¿Con Dios o sin él?

Seguramente esta pregunta la tengáis más que respondida. Actualmente, la mayoría de las parejas que deciden casarse ya han hablado largo y tendido sobre dónde y cómo le gustaría que fuera la ceremonia. Sin embargo, si aún tenéis dudas, es bueno que os hagáis algunas preguntas sobre vosotros y la respondáis siendo lo más sinceros posible: ¿Sois creyentes? ¿sois practicantes? ¿Les molestará a vuestros padres que no os caséis de forma religiosa? 

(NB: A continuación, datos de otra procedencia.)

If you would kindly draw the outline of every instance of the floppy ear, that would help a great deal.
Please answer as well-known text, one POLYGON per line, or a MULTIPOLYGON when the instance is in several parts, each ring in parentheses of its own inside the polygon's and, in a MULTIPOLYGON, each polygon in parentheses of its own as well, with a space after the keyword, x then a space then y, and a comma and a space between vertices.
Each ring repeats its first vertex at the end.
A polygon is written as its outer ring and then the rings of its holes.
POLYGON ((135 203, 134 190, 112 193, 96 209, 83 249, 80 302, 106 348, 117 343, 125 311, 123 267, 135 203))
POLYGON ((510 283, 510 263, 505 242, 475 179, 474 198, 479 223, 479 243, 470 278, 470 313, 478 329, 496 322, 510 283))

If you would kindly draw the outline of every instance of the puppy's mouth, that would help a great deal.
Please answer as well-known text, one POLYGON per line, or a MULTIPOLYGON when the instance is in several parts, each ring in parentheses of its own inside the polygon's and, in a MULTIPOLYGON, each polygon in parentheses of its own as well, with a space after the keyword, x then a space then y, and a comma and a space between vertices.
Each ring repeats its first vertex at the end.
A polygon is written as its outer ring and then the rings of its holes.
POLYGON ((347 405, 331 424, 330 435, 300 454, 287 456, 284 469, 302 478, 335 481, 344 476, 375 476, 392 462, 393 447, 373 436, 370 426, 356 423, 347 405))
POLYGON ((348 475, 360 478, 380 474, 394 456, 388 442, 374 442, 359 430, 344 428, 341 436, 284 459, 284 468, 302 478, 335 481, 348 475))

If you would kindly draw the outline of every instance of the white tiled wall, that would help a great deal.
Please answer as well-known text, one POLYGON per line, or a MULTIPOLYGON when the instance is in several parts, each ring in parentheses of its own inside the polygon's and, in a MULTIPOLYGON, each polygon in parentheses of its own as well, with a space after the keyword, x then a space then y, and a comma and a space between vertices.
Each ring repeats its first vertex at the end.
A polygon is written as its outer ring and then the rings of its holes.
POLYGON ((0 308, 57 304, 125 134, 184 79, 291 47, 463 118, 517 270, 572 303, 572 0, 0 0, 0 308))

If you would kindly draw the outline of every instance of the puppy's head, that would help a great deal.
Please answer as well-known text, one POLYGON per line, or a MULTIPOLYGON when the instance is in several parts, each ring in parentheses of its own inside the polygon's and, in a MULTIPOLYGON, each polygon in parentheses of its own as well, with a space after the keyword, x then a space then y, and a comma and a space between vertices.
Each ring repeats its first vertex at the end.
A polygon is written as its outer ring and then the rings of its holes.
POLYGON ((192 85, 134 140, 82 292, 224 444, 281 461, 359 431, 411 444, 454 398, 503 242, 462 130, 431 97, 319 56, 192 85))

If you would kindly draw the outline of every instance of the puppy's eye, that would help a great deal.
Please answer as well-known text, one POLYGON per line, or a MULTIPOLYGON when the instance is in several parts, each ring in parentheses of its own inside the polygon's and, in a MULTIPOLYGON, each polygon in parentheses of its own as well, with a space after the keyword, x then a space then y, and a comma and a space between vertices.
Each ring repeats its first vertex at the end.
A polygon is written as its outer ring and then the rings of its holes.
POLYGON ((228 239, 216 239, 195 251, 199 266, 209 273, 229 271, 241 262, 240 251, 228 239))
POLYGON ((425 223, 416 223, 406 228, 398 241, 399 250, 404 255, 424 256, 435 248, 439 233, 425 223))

Tenéis que ser conscientes de que una boda religiosa puede retrasar vuestra fecha de boda, ya que no siempre es fácil reservar fecha en todas las Iglesias. Además, muchas personas quieren casarse por la Iglesia porque piensan que una ceremonia civil pierde encanto, pero en estos tiempos, eso está completamente fuera de la realidad. Por eso, pensad con detenimiento dónde os queréis casar y cómo queréis que sea vuestra boda, y una vez que lo tengáis claro: A reservar!

Ceremonia religiosa

Lo primero que tenéis que saber es que los curas sólo ofician en lugares sagrados, es decir, en Iglesias, Ermitas o Catedrales. Si queréis una boda religiosa no podréis tener una ceremonia en el campo o en la playa. También tenéis que ser conscientes de que las Iglesias más demandadas suelen estar reservadas con muchísimo tiempo de antelación, por lo que no siempre podréis elegir la fecha que queráis. 

Lo primero que tenéis que hacer es decidir el cura que queréis que os case. Puede ser el cura que oficia en esa Iglesia o un cura de vuestra confianza (el que os bautizó, el que casó a vuestros padres o el que ofició vuestra Primera Comunión). Él os informará de todo lo que necesitáis: documentación, requisitos, fechas, normas del templo… La mayoría de los curas tienen su propio «protocolo» o forma de hacer las cosas que es conveniente que conozcáis antes de reservar la fecha.

No olvidéis preguntarle cuestiones tan importantes como los cursos prematrimoniales, tiempo de la ceremonia, coste del servicio, trámites de papeleos, donativos, decoración de la Iglesia, música, lecturas… Una vez tengáis clara todas estas cuestiones y hayáis reservado la fecha en la que se oficiará la celebración se suele repasar la ceremonia con el cura para aseguraros que todo marchará como está previsto. 

Ceremonias civiles

Si queréis mantener la religión al margen lo mejor es que optéis por una ceremonia civil. Las ceremonias civiles son mucho más rápidas (duran unos 20 minutos) y están exentas de la parafernalia propia de las ceremonias religiosas. Es necesario que os informáis de los trámites necesarios que debéis seguir (os los explicaremos en el próximo post).

Para que la ceremonia tenga valor legal es necesario que se celebre en sedes oficiales y habilitadas para ello (Ayuntamientos, Juzgados…) por lo que  muchas parejas deciden celebrar la ceremonia en otro lugar mucho más bonito y emotivo (hoteles, haciendas, etc) y tomarse el «papeleo» como un mero trámite legal.

Tenéis que tener presente que lejos de lo que se pensaba hace unos años, una ceremonia civil puede tener sus damas de honor, padrinos, madrinas, flores y arroz. Podéis decorarla a vuestro gusto, hacerlo donde queráis y cómo queráis. 

El oficiante debe ser un funcionario público habilitado para celebrar una boda (alcalde, juez, juez de paz, concejal…). Buscadlo de la misma manera que lo hubierais hecho con un cura, preguntando a conocidos cercanos y valorando cuál os gusta más de todas las opciones que tenéis.

¿Cómo tienes pensado casarte? ¿Te ha servido de ayuda este post? 😉 ¡Feliz martes!